Agreed, realistically in actual play deploying traps as a 5e gm just feels like a waste of everyone's time. I say that as a gm who has in the past used them for amazing results like this, but that 100% depends on forcibly teaching the players to take the metaphorical baton and run with it with zero support from the system&rulebooks for either side of the gm screen. The whole thing collapses into a multi mile car pileup or an annoying rail roaded QuickTime event where the gm tells a story if the players don't confidently take off like Usain bolt without stumbling even a tad the second they get offered the baton by their gm. Back in3.xI could tell them they guess it's an insane DC & show them the dm's best friend entry to get the ball honestly rolling with interest, but oing that with 5e tends to provoke a "I want to play 5e not some other edition, wotc playtested what's fun & must have had a reason to leave that out"* flavor of active willful refusal

* I put that in quotes because it's very close to what I had a player once say when I tried it after shooting down "I want to roll x".
 

Yaarel

He Mage
Agreed, realistically in actual play deploying traps as a 5e gm just feels like a waste of everyone's time. I say that as a gm who has in the past used them for amazing results like this, but that 100% depends on forcibly teaching the players to take the metaphorical baton and run with it with zero support from the system&rulebooks for either side of the gm screen. The whole thing collapses into a multi mile car pileup or an annoying rail roaded QuickTime event where the gm tells a story if the players don't confidently take off like Usain bolt without stumbling even a tad the second they get offered the baton by their gm. Back in3.xI could tell them they guess it's an insane DC & show them the dm's best friend entry to get the ball honestly rolling with interest, but oing that with 5e tends to provoke a "I want to play 5e not some other edition, wotc playtested what's fun & must have had a reason to leave that out"* flavor of active willful refusal

* I put that in quotes because it's very close to what I had a player once say when I tried it after shooting down "I want to roll x".
As far as I can tell, Advantage/Disadvantage is the 5e version of the earlier +/− Circumstantial Bonus.

I use it all the time.

Does the player effort sound plausible?
• Yes (Auto Succeed)
• Probably (Advantage)
• Maybe
• Unlikely (Disadvantage)
• No (Auto Fail)


In practice, the Advantage is worth about +2½: better than +2 and less good than +3. Advantage wins lower DCs more reliably but doesnt achieve a very high DC.

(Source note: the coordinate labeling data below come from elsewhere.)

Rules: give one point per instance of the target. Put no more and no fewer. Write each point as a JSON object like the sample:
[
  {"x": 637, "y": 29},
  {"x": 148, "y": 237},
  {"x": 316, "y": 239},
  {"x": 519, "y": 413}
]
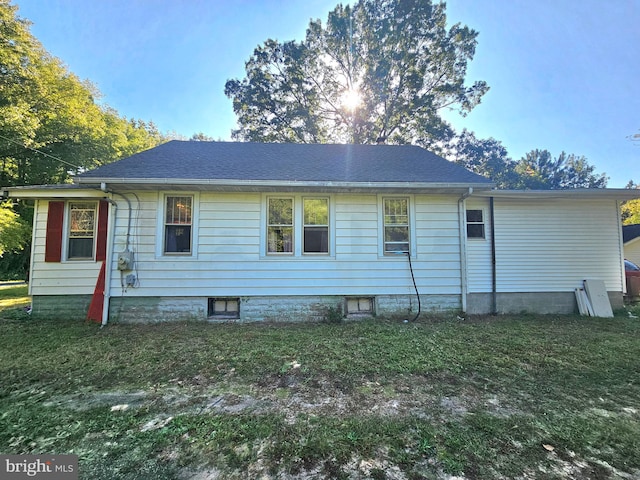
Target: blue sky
[{"x": 564, "y": 74}]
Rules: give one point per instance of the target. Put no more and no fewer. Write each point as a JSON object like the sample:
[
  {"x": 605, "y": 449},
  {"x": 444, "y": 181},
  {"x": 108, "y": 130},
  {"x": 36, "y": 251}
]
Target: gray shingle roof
[{"x": 287, "y": 162}]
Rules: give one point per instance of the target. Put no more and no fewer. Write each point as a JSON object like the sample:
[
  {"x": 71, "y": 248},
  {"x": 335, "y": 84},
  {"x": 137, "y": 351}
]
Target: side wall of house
[
  {"x": 230, "y": 260},
  {"x": 544, "y": 250},
  {"x": 632, "y": 250},
  {"x": 57, "y": 279}
]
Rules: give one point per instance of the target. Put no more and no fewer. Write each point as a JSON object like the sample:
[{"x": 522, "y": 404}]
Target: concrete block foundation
[{"x": 531, "y": 302}]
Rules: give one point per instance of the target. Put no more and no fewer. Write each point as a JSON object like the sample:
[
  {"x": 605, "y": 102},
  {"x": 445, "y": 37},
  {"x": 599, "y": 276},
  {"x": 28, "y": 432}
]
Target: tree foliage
[
  {"x": 394, "y": 59},
  {"x": 46, "y": 112},
  {"x": 13, "y": 230},
  {"x": 50, "y": 123},
  {"x": 486, "y": 157},
  {"x": 630, "y": 209},
  {"x": 539, "y": 170}
]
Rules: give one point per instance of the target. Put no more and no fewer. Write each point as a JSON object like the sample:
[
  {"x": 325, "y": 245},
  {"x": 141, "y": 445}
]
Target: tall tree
[
  {"x": 630, "y": 210},
  {"x": 50, "y": 123},
  {"x": 539, "y": 170},
  {"x": 46, "y": 113},
  {"x": 377, "y": 69},
  {"x": 486, "y": 157}
]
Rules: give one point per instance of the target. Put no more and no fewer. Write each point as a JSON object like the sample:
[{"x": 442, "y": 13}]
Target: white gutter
[
  {"x": 464, "y": 286},
  {"x": 113, "y": 210},
  {"x": 234, "y": 183}
]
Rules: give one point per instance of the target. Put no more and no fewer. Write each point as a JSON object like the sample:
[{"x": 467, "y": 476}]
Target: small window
[
  {"x": 316, "y": 225},
  {"x": 396, "y": 225},
  {"x": 475, "y": 224},
  {"x": 280, "y": 225},
  {"x": 178, "y": 223},
  {"x": 360, "y": 306},
  {"x": 224, "y": 307},
  {"x": 82, "y": 226}
]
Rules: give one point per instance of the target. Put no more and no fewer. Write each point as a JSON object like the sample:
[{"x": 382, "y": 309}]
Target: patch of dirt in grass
[
  {"x": 117, "y": 400},
  {"x": 295, "y": 396}
]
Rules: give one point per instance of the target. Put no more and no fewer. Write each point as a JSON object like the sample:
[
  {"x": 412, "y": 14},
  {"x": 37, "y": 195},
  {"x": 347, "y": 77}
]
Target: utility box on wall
[{"x": 125, "y": 260}]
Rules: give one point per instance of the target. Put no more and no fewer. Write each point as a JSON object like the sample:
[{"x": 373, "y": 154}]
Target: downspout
[
  {"x": 623, "y": 277},
  {"x": 113, "y": 210},
  {"x": 464, "y": 287},
  {"x": 494, "y": 277}
]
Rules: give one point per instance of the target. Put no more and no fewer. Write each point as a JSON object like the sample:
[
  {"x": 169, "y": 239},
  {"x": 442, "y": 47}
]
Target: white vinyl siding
[
  {"x": 231, "y": 260},
  {"x": 57, "y": 278},
  {"x": 550, "y": 246}
]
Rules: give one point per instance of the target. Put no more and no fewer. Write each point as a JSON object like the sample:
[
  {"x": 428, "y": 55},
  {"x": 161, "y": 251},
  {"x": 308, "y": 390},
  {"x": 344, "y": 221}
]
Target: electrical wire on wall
[{"x": 415, "y": 286}]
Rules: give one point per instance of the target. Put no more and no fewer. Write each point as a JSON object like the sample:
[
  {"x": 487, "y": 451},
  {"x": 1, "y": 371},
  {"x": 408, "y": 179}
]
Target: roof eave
[
  {"x": 570, "y": 193},
  {"x": 274, "y": 185}
]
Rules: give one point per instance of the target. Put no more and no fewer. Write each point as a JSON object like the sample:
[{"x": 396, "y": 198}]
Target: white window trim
[
  {"x": 265, "y": 224},
  {"x": 484, "y": 223},
  {"x": 298, "y": 228},
  {"x": 195, "y": 221},
  {"x": 66, "y": 225},
  {"x": 412, "y": 227}
]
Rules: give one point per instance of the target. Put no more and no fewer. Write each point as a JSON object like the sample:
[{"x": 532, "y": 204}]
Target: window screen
[{"x": 178, "y": 223}]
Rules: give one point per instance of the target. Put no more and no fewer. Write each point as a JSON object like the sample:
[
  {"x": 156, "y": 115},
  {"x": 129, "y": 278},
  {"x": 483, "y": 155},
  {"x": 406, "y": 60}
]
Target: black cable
[{"x": 414, "y": 286}]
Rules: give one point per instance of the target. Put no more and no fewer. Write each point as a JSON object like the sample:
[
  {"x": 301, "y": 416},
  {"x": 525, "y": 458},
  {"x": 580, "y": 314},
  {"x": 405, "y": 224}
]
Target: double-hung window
[
  {"x": 280, "y": 225},
  {"x": 178, "y": 224},
  {"x": 298, "y": 225},
  {"x": 475, "y": 224},
  {"x": 82, "y": 230},
  {"x": 316, "y": 225},
  {"x": 396, "y": 225}
]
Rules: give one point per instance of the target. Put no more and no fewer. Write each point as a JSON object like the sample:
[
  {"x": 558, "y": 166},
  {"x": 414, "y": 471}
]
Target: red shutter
[
  {"x": 101, "y": 240},
  {"x": 53, "y": 244}
]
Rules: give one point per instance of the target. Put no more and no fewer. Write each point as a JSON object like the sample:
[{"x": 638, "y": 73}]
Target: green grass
[{"x": 479, "y": 398}]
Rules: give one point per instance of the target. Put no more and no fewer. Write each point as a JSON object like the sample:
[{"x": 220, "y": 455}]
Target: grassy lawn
[{"x": 527, "y": 397}]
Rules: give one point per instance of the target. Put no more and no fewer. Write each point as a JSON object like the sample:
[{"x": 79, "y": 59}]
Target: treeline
[{"x": 51, "y": 124}]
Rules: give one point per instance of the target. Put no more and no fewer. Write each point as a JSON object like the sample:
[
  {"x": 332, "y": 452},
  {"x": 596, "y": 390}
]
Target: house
[
  {"x": 631, "y": 239},
  {"x": 251, "y": 232}
]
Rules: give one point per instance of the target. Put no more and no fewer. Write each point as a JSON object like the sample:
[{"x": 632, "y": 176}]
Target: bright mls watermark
[{"x": 49, "y": 467}]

For me a Trap is moreorless the same thing as a Skill Challenge. I dont think 4e and 5e have hit on the best method to do it, yet. It is hard to make a Challenge protracted and interesting when there is little consequence beyond yes/no. It doesnt fight back. In many circumstances, success is inevitable, so failures mean amount of time spent, which often has little consequence.

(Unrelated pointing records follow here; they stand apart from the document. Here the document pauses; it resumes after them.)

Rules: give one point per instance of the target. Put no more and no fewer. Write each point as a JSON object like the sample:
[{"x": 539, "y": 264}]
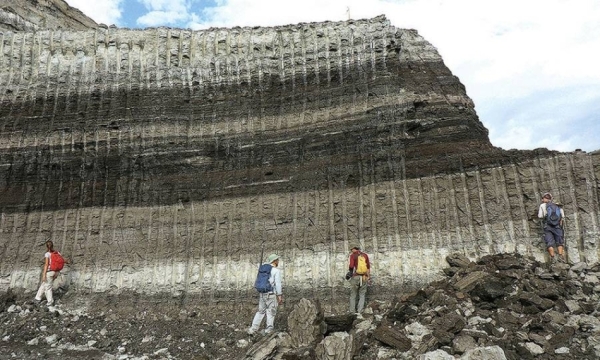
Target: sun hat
[
  {"x": 547, "y": 196},
  {"x": 272, "y": 258}
]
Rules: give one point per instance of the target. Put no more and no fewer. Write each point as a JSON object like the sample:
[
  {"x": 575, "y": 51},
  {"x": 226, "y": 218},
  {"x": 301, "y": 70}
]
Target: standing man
[
  {"x": 553, "y": 218},
  {"x": 359, "y": 270},
  {"x": 268, "y": 284},
  {"x": 53, "y": 264}
]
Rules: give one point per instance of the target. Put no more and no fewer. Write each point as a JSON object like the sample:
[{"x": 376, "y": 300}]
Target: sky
[{"x": 532, "y": 67}]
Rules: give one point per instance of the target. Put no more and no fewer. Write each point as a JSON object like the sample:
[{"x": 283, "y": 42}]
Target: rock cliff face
[
  {"x": 168, "y": 160},
  {"x": 31, "y": 15}
]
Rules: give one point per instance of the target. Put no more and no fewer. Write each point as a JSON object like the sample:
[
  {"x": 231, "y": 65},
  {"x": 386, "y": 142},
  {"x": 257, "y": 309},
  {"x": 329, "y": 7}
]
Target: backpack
[
  {"x": 262, "y": 284},
  {"x": 57, "y": 262},
  {"x": 552, "y": 214},
  {"x": 361, "y": 264}
]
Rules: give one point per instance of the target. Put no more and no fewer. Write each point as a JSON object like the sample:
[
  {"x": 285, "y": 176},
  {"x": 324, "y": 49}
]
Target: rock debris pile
[{"x": 503, "y": 306}]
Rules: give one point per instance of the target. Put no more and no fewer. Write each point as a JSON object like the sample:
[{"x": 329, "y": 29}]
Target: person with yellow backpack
[{"x": 359, "y": 271}]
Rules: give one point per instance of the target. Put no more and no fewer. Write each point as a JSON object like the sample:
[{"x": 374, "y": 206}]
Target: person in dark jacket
[{"x": 553, "y": 234}]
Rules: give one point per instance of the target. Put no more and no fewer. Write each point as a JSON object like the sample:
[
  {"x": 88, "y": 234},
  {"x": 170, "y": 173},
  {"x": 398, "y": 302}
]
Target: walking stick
[{"x": 565, "y": 241}]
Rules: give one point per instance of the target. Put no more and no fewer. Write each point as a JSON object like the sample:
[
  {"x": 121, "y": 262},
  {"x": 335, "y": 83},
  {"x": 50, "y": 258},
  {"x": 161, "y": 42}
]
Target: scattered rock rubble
[{"x": 503, "y": 306}]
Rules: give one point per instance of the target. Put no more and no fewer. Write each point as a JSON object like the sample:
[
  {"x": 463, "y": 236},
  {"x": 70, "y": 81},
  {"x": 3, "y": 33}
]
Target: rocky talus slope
[
  {"x": 168, "y": 160},
  {"x": 503, "y": 306}
]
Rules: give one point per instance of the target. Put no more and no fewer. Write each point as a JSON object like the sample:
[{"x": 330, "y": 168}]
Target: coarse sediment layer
[{"x": 168, "y": 159}]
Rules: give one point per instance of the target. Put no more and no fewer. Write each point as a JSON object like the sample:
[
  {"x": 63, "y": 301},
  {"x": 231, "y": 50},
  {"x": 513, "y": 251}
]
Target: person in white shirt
[
  {"x": 268, "y": 301},
  {"x": 553, "y": 234}
]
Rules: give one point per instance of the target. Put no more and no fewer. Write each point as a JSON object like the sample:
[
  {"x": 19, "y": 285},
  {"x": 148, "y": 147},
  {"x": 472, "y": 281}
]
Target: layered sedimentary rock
[
  {"x": 31, "y": 15},
  {"x": 170, "y": 160}
]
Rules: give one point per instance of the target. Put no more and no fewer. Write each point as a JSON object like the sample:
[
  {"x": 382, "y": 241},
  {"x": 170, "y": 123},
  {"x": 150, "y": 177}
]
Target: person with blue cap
[
  {"x": 268, "y": 284},
  {"x": 552, "y": 216}
]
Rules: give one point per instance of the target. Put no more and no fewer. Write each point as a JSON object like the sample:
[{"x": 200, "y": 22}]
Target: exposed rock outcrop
[
  {"x": 167, "y": 160},
  {"x": 521, "y": 309},
  {"x": 32, "y": 15}
]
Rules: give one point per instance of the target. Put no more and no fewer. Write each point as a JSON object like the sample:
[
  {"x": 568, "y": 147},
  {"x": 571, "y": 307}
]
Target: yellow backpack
[{"x": 361, "y": 265}]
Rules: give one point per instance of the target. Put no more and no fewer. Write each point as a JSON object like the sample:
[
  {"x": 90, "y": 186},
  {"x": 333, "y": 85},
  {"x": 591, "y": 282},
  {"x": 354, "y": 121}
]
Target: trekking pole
[
  {"x": 543, "y": 238},
  {"x": 566, "y": 252}
]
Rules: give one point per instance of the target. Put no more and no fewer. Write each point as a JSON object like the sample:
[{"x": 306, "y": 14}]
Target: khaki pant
[
  {"x": 358, "y": 287},
  {"x": 267, "y": 305},
  {"x": 46, "y": 288}
]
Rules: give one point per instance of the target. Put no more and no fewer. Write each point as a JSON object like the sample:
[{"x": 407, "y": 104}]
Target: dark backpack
[
  {"x": 57, "y": 262},
  {"x": 552, "y": 214},
  {"x": 262, "y": 284}
]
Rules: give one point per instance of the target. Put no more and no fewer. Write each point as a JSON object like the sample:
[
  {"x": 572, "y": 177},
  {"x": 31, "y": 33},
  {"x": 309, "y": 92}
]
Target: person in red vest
[
  {"x": 359, "y": 271},
  {"x": 53, "y": 264}
]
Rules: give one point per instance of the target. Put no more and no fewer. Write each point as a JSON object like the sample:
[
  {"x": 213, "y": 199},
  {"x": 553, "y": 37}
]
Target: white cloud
[
  {"x": 104, "y": 11},
  {"x": 158, "y": 18}
]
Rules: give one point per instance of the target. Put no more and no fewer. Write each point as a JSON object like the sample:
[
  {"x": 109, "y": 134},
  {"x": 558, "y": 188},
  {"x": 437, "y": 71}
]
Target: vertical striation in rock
[
  {"x": 31, "y": 15},
  {"x": 168, "y": 159}
]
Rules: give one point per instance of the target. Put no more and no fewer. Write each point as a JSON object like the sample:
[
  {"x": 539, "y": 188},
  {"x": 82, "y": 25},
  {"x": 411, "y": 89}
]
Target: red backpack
[{"x": 57, "y": 262}]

In the meantime, narrative adjudication helps much. The players coming up with solutions that I didnt anticipate, and which seem plausible, allow for a kind of interactivity that can make the Skill Challenge interesting.


I place Traps sparingly, and only when narratively they seem necessary. I dont want a game of "ten foot pole" paranoia or "running chickens". But some things obviously would have a trap.